President Donald Trump voiced firm support last week for preventing buybacks at bailed-out companies.
“I am fine with restricting buybacks,” Trump told reporters during a briefing on Friday. “In fact, I would demand that there be no stock buybacks. I don’t want them taking hundreds of millions of dollars and buying back their stock, because that does nothing.”
‘We thought they would have known better’
But it was Trump’s signature legislative accomplishment that set off an epic buyback boom on Wall Street.
Buybacks at S&P 500 companies exploded by 55% to a record $806.4 billion in 2018, the first year the tax law took effect, according to Howard Silverblatt, senior index analyst at S&P Dow Jones Indices. S&P 500 companies repurchased another $728.7 billion of stock in 2019.

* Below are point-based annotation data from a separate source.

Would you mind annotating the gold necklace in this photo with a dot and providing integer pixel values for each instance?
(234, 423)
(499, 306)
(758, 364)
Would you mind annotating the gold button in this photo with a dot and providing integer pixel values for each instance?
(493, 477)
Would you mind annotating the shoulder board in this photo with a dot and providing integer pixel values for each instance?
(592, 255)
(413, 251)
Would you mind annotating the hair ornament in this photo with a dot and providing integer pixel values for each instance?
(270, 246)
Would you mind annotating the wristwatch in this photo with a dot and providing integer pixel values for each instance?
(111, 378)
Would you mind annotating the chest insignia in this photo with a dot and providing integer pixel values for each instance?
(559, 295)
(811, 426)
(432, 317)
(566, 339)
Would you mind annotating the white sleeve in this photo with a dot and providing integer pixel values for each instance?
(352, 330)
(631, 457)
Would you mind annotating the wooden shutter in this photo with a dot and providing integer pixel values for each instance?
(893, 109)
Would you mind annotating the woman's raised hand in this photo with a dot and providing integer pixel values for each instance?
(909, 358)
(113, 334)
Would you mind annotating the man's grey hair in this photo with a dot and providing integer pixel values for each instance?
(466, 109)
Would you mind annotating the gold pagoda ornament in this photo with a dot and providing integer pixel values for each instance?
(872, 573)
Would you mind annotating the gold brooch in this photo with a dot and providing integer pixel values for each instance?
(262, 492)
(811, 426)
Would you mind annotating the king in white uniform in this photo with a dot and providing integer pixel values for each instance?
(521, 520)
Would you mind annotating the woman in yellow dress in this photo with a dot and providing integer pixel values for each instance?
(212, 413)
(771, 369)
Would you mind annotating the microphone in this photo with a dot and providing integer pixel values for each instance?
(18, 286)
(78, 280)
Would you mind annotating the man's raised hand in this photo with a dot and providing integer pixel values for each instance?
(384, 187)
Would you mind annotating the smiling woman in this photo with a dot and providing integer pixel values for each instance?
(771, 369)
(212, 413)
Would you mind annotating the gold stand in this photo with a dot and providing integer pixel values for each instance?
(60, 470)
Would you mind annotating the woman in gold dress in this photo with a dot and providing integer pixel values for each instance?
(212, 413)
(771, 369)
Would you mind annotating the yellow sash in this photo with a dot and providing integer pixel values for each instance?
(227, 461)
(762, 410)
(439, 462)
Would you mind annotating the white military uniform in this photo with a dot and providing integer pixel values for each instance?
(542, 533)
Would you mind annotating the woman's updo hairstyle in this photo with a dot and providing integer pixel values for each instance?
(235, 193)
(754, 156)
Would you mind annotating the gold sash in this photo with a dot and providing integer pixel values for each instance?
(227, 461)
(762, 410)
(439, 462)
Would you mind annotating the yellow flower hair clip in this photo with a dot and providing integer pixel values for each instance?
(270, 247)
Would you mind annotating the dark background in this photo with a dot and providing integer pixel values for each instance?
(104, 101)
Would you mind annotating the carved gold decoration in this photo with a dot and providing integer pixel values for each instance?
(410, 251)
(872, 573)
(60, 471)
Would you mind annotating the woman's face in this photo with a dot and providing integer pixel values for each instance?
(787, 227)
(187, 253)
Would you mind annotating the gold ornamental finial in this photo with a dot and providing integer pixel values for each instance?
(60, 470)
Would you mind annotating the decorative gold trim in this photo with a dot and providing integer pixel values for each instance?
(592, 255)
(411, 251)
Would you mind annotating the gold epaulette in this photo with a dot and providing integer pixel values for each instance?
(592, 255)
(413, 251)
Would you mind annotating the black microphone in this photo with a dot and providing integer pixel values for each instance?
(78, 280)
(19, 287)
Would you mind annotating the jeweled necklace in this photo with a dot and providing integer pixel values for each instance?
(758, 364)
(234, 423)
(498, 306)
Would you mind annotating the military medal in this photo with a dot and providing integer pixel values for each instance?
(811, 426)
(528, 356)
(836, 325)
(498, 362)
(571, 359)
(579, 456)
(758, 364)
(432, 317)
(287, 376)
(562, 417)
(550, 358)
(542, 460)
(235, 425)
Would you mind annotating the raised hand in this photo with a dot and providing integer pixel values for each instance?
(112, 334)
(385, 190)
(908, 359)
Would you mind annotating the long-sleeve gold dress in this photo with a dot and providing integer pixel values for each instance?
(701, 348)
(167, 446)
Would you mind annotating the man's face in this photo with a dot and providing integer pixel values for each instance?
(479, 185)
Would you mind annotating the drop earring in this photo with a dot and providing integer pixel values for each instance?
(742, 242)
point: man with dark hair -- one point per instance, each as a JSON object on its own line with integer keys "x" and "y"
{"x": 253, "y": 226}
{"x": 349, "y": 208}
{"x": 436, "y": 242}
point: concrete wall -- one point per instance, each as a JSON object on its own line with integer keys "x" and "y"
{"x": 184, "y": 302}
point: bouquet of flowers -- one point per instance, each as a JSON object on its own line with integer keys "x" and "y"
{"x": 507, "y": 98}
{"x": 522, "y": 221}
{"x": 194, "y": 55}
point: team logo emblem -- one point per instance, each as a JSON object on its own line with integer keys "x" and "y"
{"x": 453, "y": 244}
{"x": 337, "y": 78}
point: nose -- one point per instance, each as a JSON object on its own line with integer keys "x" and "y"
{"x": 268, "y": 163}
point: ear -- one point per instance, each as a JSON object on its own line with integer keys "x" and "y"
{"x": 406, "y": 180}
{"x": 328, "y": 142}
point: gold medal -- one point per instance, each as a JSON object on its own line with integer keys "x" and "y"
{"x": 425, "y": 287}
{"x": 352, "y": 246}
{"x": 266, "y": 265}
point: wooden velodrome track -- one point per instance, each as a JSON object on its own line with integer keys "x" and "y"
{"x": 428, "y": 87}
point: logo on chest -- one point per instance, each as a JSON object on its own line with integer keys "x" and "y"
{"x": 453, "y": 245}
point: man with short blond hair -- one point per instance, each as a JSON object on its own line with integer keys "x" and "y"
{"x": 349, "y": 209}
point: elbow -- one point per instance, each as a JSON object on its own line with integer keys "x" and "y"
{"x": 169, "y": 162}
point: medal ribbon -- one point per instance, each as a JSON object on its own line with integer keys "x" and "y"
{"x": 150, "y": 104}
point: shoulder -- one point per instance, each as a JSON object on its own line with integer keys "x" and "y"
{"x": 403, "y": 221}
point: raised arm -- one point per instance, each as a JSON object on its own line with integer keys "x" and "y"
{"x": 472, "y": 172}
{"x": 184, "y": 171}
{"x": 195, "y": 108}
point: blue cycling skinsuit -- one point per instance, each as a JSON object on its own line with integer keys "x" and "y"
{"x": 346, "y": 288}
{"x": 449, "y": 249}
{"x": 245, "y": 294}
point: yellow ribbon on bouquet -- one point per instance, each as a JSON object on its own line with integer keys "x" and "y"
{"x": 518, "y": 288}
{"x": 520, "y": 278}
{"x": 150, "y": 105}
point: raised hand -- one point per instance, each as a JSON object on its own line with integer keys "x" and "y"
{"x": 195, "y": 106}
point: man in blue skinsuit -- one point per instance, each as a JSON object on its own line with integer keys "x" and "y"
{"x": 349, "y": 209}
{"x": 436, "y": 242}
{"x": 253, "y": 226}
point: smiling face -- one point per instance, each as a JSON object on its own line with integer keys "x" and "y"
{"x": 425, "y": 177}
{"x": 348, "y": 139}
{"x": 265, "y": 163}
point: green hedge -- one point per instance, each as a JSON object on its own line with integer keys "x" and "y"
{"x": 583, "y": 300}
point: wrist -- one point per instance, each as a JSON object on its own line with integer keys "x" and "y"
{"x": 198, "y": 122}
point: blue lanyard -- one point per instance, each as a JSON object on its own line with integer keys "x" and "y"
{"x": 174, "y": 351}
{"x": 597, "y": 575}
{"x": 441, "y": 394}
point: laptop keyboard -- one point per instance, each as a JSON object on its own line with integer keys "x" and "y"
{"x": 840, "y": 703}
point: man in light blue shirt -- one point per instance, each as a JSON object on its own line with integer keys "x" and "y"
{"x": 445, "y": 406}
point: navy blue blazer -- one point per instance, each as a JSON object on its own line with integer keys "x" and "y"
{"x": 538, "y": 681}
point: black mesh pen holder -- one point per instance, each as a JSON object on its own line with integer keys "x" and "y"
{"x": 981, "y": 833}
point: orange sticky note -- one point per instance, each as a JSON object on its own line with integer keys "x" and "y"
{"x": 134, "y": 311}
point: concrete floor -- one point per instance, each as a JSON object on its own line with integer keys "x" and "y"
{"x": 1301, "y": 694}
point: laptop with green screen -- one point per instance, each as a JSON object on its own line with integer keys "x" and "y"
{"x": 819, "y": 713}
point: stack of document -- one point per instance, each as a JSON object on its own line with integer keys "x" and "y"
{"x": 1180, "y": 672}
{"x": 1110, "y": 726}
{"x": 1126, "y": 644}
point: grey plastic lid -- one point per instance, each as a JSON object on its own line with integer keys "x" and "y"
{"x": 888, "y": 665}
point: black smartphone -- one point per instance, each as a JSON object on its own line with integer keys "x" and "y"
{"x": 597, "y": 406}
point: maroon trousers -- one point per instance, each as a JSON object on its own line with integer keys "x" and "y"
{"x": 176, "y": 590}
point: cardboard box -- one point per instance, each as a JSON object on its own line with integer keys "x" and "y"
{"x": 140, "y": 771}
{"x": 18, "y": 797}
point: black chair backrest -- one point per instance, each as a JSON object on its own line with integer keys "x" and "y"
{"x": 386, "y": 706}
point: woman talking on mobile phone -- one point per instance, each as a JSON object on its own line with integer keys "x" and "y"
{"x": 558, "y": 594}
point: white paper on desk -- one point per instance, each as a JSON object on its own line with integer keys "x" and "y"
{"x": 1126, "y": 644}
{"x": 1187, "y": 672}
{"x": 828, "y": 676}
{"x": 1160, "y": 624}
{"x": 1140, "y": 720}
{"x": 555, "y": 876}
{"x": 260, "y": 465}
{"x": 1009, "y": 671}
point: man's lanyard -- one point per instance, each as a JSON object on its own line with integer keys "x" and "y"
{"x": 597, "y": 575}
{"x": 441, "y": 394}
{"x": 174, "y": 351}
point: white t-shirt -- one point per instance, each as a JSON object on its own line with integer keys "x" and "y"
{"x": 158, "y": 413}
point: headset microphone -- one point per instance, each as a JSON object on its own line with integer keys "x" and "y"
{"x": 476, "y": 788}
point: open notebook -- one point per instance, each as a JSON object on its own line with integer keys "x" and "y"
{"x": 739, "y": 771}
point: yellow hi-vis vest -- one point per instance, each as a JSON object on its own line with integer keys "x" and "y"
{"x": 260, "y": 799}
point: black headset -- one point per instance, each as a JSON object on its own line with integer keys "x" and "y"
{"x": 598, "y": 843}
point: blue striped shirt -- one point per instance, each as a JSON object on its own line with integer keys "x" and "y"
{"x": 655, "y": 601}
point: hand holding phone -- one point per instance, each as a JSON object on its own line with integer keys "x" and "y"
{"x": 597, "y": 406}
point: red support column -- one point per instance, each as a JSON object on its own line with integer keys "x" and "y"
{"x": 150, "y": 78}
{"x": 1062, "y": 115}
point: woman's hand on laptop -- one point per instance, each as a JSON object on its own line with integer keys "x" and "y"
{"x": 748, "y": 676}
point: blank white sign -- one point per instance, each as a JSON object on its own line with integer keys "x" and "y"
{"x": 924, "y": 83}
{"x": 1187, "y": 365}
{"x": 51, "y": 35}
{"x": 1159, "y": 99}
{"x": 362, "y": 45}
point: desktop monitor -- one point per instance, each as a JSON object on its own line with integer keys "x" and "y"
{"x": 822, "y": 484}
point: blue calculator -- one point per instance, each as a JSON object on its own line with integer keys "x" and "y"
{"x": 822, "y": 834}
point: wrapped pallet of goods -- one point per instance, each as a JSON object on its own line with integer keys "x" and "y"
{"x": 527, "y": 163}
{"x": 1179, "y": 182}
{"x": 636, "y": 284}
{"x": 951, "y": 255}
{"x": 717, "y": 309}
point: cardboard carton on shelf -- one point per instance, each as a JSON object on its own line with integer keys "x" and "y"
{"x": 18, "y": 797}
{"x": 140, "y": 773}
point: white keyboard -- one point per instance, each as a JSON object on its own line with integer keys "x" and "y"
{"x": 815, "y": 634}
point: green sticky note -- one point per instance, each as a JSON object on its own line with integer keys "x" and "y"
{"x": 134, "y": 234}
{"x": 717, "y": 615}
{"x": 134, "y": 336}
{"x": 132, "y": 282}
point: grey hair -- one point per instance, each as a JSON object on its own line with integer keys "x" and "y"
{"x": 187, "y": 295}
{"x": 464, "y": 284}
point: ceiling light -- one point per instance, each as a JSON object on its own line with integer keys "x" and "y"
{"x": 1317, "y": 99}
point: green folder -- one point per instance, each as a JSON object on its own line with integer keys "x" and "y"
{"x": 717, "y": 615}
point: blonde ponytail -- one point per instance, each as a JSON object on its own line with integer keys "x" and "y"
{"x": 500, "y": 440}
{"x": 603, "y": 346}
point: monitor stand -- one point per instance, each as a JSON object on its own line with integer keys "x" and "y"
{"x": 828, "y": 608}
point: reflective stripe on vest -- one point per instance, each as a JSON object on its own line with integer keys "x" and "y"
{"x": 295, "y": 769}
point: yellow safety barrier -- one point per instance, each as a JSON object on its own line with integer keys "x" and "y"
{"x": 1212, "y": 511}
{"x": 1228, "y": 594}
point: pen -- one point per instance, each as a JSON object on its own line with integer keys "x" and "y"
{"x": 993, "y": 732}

Defenders of buybacks correctly note that this money doesn’t just disappear. Shareholders can reinvest that money into startups or purchases that boost the economy. And buybacks can be a more productive use of money than companies just sitting on a pile of cash or wasting it on ill-conceived acquisitions.
And buybacks don’t create jobs, at least not directly the way building a factory does.
Trump seemed to acknowledge this problem, saying he doesn’t “like” buybacks because they “artificially” boost stock prices and don’t help workers.
“When we did a big tax cut, and when they took the money and did buybacks, that’s not building a hangar, that’s not buying aircraft, that’s not doing the kind of things that I want them to do,” Trump said on Friday. “We didn’t think we would have had to restrict it because we thought they would have known better. But they didn’t know better, in some cases.”
Buy (back) high, sell low
Some on Wall Street have also been critical of the buybacks at companies that are now seeking bailouts.
To his point, some of these buybacks were done at what now look like incredibly inflated prices. (A bear market will do that to you). That raises further questions about the value of those buybacks, except of course to shareholders who exited at those prices.
Rainy day funds
Of course, it’s terribly difficult for companies to plan for 80% crashes in revenue. Few saw the coronavirus storm coming — until it was far too late.
“This bailout has nothing to do with buying back stock and paying dividends,” said Helane Becker, airline analyst with Cowen. “You can argue they should have rainy day funds, but how big a fund are they supposed to have?”
In the future, airlines and other bailed-out companies won’t have a choice. Buybacks won’t even be an option.